O assunto, notoriamente, causava enorme aflição ao deputado, que sempre preferiu esquivar-se do tema. Durante os tempos
inquisitoriais do
mensalão,
Genoíno participou do Roda Viva, na TV Cultura. Depois de horas de ataques violentos à sua honra, com entrevistadores notoriamente a serviço de partidos de oposição,
Genoino, ao final da sessão, a qual havia enfrentado galhardamente, respondendo às questões mais espinhosas, encontrava-se abatido. Paulo
Magnum, apresentador do programa, diz que tem uma última pergunta: e tasca a velha acusação do oficial militar aposentado, de que
Genoíno delatara seus companheiros antes de lhe torturarem.
Foi a mesma acusação que fez o senador
Agripino Maia, durante
sabatina recente aplicada à ministra
Dilma Roussef. Trata-se de um truque surrado da
direitaça atual, invejosa da biografia heróica dos políticos que arriscaram sua integridade física lutando contra a ditadura militar.
Genoíno respondeu, com voz embargada, que ninguém tinha o direito de cobrar por informações ditas sob tortura, lembrou que o citado militar há anos procurava atacar sua reputação, e pareceu mesmo perplexo com a baixeza de
Markum em fechar a entrevista dando voz àquela acusação. Foi uma covardia. Pouco depois,
Genoíno deu entrevista afirmando que o período mais difícil de sua vida não foram os meses em que foi torturado no
Araguai, mas aqueles meses em que esteve exposto à execração pública, durante o escândalo do
mensalão, porque se antes queriam derrotá-lo fisicamente, seus inimigos agora queriam levar-lhe a alma.

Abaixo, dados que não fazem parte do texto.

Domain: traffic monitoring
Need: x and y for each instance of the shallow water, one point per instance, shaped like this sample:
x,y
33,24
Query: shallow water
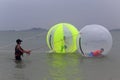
x,y
41,65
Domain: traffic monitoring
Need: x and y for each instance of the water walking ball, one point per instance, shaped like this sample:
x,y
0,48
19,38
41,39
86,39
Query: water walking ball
x,y
61,38
92,38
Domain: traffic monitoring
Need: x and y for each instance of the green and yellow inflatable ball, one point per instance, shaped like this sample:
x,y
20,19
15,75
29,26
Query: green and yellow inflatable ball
x,y
61,38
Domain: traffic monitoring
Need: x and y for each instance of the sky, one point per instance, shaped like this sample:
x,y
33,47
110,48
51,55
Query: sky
x,y
26,14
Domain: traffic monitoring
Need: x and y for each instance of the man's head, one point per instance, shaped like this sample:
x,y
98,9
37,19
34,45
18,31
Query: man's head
x,y
18,41
102,49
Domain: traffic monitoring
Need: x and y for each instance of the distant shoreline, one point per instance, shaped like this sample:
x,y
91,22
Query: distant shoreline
x,y
31,29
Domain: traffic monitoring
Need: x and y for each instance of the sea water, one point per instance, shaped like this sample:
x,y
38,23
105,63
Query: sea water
x,y
41,65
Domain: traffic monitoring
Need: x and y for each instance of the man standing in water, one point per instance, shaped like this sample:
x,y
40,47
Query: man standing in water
x,y
19,51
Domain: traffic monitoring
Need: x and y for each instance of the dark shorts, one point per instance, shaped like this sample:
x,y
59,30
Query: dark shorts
x,y
90,54
18,58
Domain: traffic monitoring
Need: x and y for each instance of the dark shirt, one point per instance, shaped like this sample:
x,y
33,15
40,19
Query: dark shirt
x,y
18,51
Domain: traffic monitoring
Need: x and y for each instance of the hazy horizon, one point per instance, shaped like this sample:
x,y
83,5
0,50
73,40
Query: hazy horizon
x,y
26,14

Genoíno sofreu um linchamento
midiático sem igual após a prisão de assessor de irmão seu,
barnabé infeliz do interior nordestino, com dólares na
cueca. Descobriu-se, mais tarde, que se tratava de um bandoleiro local, peixe minúsculo, sem qualquer ligação
direta com seu irmão, muito menos com Zé
Genoíno, mas o caso foi o golpe final que derrubou
Genoíno da presidência do Partido dos Trabalhadores, cargo onde já balançava desde o início do imbróglio do partido com Marcos Valério.
Hoje, um caminheiro, ex-soldado do exército,
Jairo Pereira, 58, contou à Folha que presenciou torturas bárbaras contra José
Genoíno. Segundo ele, o então jovem comunista recebia choques
elétricos, apanhava de pau com a cabeça coberta com gorro (qualquer semelhança com Abu
Grhai não é mera coincidência), e passava o tempo acorrentado e algemado, como animal, dentro de um buraco na terra.
Consultado pelo jornal,
Genoíno confirmou a história, agregando novos detalhes, informando por exemplo, que, havia um grupo de militares, do qual o caminheiro fazia parte, que não pertenciam ao
PIC (Pelotão de Investigações Criminais, responsáveis pelas torturas) nem eram do pessoal da selva, que davam um tratamento mais humano aos prisioneiros, levando-lhes comida e revistas.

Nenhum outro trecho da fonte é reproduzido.